ALM-18000 Yarn Service Unavailable

This alarm is generated when the Yarn service is unavailable. The alarm module checks the Yarn service status every 60 seconds.

The alarm is cleared when the Yarn service recovers.

Alarm ID	Alarm Severity	Alarm Type	Service Type	Auto Cleared
18000	Critical	Error handling	Yarn	Yes

Type	Parameter	Description
Location Information	Source	Specifies the cluster for which the alarm is generated.
	ServiceNam	Specifies the service for which the alarm is generated.
	RoleName	Specifies the role for which the alarm is generated.
	HostName	Specifies the host for which the alarm is generated.

The cluster cannot provide Yarn services. Users cannot run new applications. Submitted applications cannot be run.

Check ZooKeeper service status.

On the FusionInsight Manager, check whether the alarm list contains ALM-13000 ZooKeeper Service Unavailable.
- If yes, go to 2.
- If no, go to 3.
Rectify the fault by following the steps provided in ALM-13000 ZooKeeper Service Unavailable, and check whether the alarm is cleared.
- If yes, no further action is required.
- If no, go to 3.

Check the HDFS service status.

On the FusionInsight Manager, check whether the alarm list contains the HDFS alarms.
- If yes, go to 4.
- If no, go to 5.
Choose O&M > Alarm > Alarms, handle HDFS alarms based on the alarm help, and check whether the Yarn alarm is cleared.
- If yes, no further action is required.
- If no, go to 5.

Check the ResourceManager status in the Yarn cluster.

On the FusionInsight Manager portal, choose Cluster > Name of the desired cluster > Services > Yarn.
In Dashboard, check whether there is an active ResourceManager instance in the Yarn cluster.
- If yes, go to 7.
- If no, go to 10.

Check the NodeManager node status in the Yarn cluster.

On the FusionInsight Manager portal, choose Cluster > Name of the desired cluster > Services > Yarn > Instance.
Query NodeManager Running Status, and check whether there are unhealthy nodes.
- If yes, go to 9.
- If no, go to 10.
Rectify the fault by following the steps provided in ALM-18002 NodeManager Heartbeat Lost or ALM-18003 NodeManager Unhealthy.

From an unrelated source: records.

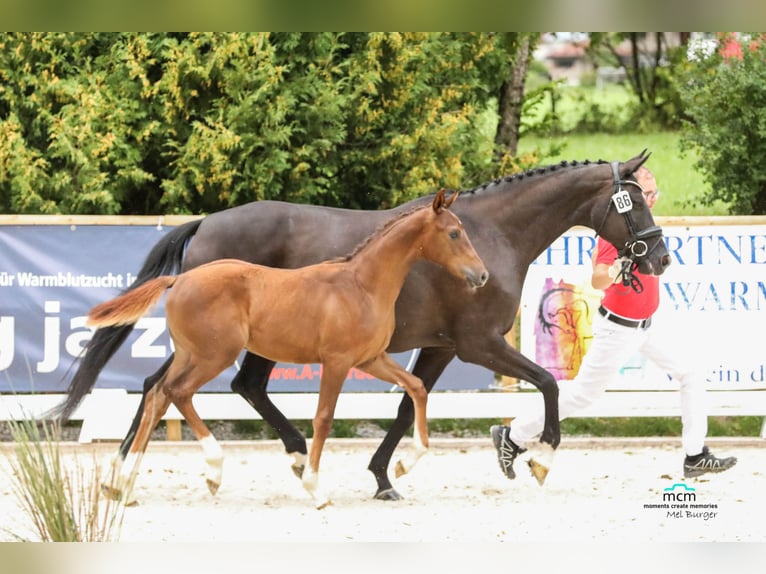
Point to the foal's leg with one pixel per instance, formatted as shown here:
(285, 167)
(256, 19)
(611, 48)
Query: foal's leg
(429, 366)
(251, 382)
(155, 405)
(386, 369)
(130, 436)
(180, 391)
(333, 377)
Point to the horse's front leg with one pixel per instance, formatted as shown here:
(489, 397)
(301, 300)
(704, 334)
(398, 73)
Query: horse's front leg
(496, 354)
(153, 408)
(429, 366)
(386, 369)
(119, 459)
(251, 382)
(333, 376)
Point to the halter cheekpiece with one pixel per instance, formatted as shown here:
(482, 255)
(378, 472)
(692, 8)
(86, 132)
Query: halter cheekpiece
(637, 247)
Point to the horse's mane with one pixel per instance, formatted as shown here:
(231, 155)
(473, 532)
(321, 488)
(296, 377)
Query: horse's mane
(378, 232)
(537, 171)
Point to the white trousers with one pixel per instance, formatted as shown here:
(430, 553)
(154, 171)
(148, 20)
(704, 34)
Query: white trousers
(610, 349)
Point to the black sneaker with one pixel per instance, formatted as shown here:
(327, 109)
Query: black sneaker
(706, 461)
(507, 450)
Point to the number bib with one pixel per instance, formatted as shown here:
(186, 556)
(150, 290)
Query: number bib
(622, 201)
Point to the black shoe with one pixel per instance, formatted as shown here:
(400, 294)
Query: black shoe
(706, 462)
(507, 450)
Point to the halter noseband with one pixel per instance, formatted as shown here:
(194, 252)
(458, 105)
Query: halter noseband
(637, 247)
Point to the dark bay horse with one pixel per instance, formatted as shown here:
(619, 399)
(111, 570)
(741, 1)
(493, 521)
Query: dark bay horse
(338, 313)
(511, 221)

After the fault is rectified, check whether the Yarn alarm is cleared.
- If yes, no further action is required.
- If no, go to 10.

Collect fault information.

On the FusionInsight Manager portal of the active cluster, choose O&M > Log > Download.
Select Yarn in the required cluster from the Service.
Click in the upper right corner, and set Start Date and End Date for log collection to 10 minutes ahead of and after the alarm generation time, respectively. Then, click Download.
Contact the O&M engineers and send the collected logs.